In May, 1998, mortally wounded by contamination on a printed circuit board, Galaxy IV failed as it sat in geostationary orbit over the middle of the Western hemisphere. Ninety percent of the pagers in the U.S. and Canada -- 45 million of them -- fell silent instantly, including the pagers of volunteer firefighters and doctors on call. CBS, Reuters and UPI lost their news feeds; gas-pump credit card readers and ATMs stopped working from St. John's to San Diego. It was up to a week before most users were back on line.

This is what happens when a single "bird," one of several hundred up there, bites the dust. Imagine the chaos when they all fail at the same time.

Security experts say that al-Qaeda has imagined just that. It's not so hard to interfere with satellites, and especially to destroy them. Sooner or later, the experts think, al-Qaeda will have our birds in its sights.

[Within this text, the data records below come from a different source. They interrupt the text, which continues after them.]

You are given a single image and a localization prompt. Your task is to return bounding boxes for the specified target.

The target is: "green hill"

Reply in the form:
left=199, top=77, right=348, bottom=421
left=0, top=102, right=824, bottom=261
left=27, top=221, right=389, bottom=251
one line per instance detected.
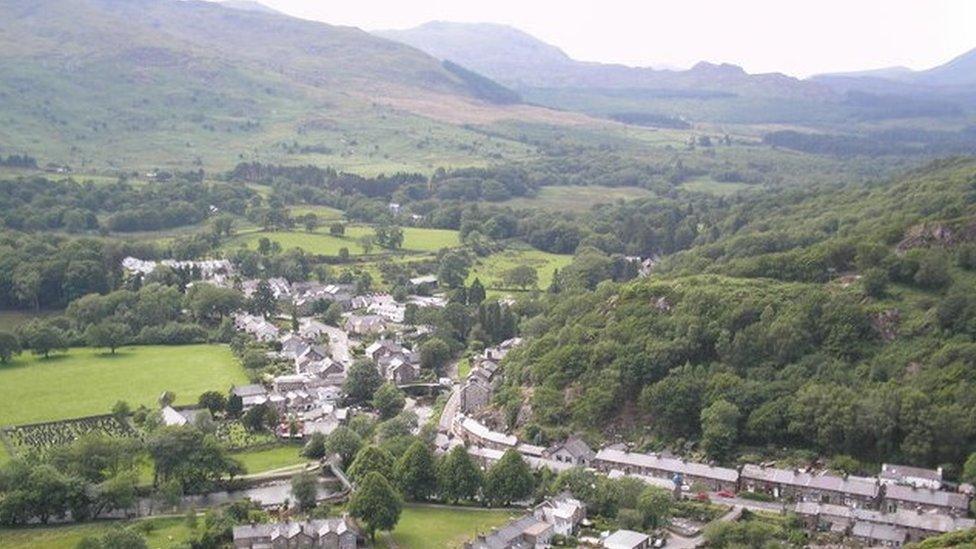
left=508, top=160, right=976, bottom=471
left=0, top=0, right=550, bottom=171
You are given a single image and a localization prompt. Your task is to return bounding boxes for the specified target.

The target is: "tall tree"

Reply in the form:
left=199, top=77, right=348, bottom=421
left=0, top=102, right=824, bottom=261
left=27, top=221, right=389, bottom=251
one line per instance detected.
left=393, top=440, right=437, bottom=501
left=437, top=446, right=482, bottom=503
left=485, top=450, right=534, bottom=505
left=349, top=471, right=403, bottom=540
left=346, top=445, right=393, bottom=484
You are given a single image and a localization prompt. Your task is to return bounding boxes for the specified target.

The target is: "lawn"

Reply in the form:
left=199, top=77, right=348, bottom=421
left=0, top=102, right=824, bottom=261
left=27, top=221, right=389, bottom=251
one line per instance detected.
left=500, top=185, right=654, bottom=212
left=467, top=245, right=573, bottom=292
left=377, top=505, right=515, bottom=549
left=681, top=176, right=758, bottom=196
left=228, top=225, right=461, bottom=255
left=0, top=518, right=190, bottom=549
left=0, top=310, right=62, bottom=332
left=0, top=345, right=247, bottom=425
left=289, top=204, right=345, bottom=223
left=231, top=445, right=308, bottom=474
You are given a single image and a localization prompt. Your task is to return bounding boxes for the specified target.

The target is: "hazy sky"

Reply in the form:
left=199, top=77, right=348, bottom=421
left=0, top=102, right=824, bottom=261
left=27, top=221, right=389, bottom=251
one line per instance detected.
left=254, top=0, right=976, bottom=76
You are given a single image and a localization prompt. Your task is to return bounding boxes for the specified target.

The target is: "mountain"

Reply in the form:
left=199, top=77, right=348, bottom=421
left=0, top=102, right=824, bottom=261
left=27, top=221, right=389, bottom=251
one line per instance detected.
left=915, top=49, right=976, bottom=87
left=374, top=21, right=829, bottom=97
left=813, top=49, right=976, bottom=95
left=0, top=0, right=571, bottom=167
left=220, top=0, right=281, bottom=14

While communications satellites alone generate $50-billion to American industry and $120-billion worldwide, money's not the object here. Catastrophe is the goal, since without satellites we'd be nowhere, literally, with our security compromised. Satellites allow us to use our cellphones -- and give the U.S. government access to every call. (Ottawa has similar access to each call made in this country, but is prohibited from using it without court permission.)

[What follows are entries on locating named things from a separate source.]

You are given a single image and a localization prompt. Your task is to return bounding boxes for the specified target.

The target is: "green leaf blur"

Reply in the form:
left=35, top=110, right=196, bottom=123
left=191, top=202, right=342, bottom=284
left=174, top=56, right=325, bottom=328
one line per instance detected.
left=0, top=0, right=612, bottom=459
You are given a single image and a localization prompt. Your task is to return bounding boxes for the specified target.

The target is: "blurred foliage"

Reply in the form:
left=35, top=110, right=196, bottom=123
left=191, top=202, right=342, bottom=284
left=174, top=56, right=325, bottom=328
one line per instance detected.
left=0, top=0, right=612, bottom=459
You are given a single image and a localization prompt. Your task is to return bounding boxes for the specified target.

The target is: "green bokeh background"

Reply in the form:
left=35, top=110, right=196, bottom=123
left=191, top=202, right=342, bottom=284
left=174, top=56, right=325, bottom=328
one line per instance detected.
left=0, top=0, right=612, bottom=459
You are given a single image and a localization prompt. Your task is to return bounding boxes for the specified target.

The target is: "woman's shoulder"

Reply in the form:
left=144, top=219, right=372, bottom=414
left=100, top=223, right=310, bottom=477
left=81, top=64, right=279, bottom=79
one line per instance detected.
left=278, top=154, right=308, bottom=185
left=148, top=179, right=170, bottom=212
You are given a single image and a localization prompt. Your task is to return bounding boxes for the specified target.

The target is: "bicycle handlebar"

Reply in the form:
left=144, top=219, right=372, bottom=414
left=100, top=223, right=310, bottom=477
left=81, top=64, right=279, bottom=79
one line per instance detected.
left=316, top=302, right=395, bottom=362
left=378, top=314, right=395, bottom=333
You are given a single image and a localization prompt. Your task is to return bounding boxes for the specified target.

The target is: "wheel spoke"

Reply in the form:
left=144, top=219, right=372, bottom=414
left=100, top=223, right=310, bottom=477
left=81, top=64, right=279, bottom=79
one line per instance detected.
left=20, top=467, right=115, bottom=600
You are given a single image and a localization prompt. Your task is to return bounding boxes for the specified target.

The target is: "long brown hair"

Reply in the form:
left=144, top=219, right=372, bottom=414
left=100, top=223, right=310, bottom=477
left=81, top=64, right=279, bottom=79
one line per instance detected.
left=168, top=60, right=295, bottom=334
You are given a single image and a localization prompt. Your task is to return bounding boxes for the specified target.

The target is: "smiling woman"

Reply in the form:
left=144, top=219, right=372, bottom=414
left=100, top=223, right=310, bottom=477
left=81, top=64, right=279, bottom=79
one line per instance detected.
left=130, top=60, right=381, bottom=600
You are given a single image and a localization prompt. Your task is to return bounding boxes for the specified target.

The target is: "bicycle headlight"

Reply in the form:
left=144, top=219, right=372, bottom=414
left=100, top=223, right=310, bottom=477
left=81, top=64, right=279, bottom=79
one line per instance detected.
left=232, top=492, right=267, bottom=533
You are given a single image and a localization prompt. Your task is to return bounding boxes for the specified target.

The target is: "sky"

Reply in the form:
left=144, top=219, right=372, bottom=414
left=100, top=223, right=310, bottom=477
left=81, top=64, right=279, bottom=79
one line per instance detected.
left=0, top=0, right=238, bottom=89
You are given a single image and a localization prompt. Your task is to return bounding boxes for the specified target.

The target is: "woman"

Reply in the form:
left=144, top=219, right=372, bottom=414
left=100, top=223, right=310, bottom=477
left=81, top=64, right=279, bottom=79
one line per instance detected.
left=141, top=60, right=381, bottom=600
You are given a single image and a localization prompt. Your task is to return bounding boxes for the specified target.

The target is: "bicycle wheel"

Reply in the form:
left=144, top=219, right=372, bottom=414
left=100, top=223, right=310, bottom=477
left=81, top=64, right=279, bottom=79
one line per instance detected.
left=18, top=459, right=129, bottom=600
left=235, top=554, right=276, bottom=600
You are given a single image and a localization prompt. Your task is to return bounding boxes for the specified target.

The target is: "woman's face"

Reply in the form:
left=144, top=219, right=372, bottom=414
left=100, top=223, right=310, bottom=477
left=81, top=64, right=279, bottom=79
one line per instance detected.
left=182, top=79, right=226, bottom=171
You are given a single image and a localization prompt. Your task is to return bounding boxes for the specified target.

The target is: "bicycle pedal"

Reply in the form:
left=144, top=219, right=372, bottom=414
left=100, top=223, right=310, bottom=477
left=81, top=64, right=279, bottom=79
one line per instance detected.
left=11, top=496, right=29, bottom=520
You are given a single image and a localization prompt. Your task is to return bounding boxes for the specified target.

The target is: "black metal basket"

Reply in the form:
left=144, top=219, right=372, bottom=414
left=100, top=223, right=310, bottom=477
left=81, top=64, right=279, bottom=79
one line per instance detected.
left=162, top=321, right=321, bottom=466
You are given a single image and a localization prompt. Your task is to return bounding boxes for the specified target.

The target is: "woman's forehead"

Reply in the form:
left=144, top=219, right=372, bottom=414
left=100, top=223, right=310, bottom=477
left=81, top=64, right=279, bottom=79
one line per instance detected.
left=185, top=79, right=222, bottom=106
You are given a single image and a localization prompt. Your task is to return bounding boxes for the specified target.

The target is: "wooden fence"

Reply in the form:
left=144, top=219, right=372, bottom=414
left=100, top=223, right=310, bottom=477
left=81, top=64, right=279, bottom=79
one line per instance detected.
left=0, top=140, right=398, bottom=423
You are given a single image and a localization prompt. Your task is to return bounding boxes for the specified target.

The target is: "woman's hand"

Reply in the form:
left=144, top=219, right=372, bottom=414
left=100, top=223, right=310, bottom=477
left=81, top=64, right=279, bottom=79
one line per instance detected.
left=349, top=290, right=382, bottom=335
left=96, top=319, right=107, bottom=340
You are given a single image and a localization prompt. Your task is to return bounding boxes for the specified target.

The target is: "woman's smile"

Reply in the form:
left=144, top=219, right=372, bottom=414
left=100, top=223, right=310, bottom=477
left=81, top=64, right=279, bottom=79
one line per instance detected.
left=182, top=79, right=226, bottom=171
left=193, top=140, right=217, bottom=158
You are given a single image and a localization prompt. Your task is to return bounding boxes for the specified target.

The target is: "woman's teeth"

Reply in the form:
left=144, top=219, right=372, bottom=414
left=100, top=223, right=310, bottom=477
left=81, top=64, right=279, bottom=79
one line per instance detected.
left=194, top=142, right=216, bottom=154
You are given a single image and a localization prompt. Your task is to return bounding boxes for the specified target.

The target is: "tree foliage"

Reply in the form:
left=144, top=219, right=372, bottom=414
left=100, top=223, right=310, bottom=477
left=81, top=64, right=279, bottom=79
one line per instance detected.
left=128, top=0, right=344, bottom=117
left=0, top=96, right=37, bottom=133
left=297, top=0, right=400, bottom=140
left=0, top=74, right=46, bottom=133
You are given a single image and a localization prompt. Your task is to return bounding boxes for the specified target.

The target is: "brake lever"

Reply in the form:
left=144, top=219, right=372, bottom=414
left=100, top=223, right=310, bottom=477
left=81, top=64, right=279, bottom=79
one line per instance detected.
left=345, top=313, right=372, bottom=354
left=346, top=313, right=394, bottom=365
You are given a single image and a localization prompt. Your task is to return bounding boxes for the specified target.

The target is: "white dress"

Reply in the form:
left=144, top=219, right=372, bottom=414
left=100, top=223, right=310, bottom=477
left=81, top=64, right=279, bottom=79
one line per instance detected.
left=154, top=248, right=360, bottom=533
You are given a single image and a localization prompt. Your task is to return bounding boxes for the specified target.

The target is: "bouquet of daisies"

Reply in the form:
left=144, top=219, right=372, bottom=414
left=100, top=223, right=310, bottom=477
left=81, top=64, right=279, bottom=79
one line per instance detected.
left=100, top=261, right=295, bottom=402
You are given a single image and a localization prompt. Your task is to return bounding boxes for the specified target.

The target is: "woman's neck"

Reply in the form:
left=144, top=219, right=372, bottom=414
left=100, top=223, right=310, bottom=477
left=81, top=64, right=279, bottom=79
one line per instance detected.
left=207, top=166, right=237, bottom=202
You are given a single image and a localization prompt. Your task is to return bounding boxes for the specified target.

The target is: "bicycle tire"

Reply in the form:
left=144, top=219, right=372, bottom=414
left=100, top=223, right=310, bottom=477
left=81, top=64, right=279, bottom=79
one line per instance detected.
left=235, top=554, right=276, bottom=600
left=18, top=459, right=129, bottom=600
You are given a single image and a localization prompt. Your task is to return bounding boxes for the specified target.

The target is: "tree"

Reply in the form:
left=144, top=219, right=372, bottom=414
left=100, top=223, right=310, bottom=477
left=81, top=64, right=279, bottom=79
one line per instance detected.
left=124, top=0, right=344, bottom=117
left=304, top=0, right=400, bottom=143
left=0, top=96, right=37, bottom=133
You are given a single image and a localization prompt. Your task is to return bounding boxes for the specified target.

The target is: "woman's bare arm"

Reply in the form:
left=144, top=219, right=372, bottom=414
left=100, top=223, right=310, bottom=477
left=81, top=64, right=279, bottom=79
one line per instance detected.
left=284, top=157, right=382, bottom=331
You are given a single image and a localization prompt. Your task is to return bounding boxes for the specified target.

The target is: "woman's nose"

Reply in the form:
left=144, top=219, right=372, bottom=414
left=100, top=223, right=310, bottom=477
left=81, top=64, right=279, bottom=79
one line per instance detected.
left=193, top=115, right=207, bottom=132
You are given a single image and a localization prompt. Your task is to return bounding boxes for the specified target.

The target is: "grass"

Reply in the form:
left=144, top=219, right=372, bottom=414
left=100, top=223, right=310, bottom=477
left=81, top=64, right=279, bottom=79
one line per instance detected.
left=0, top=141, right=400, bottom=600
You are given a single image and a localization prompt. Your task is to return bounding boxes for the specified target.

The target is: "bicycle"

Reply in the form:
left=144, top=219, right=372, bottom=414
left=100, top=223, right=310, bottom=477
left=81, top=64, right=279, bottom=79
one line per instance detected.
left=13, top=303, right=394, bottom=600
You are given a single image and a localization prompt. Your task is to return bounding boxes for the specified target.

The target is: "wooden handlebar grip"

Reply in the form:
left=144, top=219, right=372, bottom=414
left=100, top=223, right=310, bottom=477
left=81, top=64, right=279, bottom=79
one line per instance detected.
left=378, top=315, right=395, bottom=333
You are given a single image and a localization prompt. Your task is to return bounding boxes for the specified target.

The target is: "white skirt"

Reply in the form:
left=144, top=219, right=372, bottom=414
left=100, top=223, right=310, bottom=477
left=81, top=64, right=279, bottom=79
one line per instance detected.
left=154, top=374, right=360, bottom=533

Geostationary satellites distribute our TV signals, tie together financial institutions, monitor weather. Commercial communications satellites do just about everything -- for instance, one was used until 2000 by Osama bin Laden himself (his phone number was 00873 6825 05331). Without commercial satellites, couriers can't deliver and grocery stores don't get stocked.

U.S. military commanders use Iridium satellite phones to call out from the deserts of Iraq and the mountains of Afghanistan (as well as the myriad of places the U.S. military says they're not). These 66 satellites zipping around the earth every 100 minutes in a relatively low orbit of 775 kilometres were originally a worldwide cellphone network owned by Motorola. Launched in 1998, Iridium promptly went bankrupt for lack of subscribers. The U.S. Department of Defence is now its heavily dependent prime user, and an Iridium failure would confound troops overseas. (Anyone can buy an Iridium phone, which can be used like a cellphone anywhere in the world, but at $1,000 a phone and $5 a minute, most people buy cellphones instead.)

American spy satellites watch around the world, and look down on us right here at home. Echelon, satellite-based and operated by the National Security Agency, gives the United States the capacity to monitor every cellphone conversation and e-mail exchange in the world. The last July 21 London bomber to be apprehended was traced by cellphone calls to Italy, where he was picked up.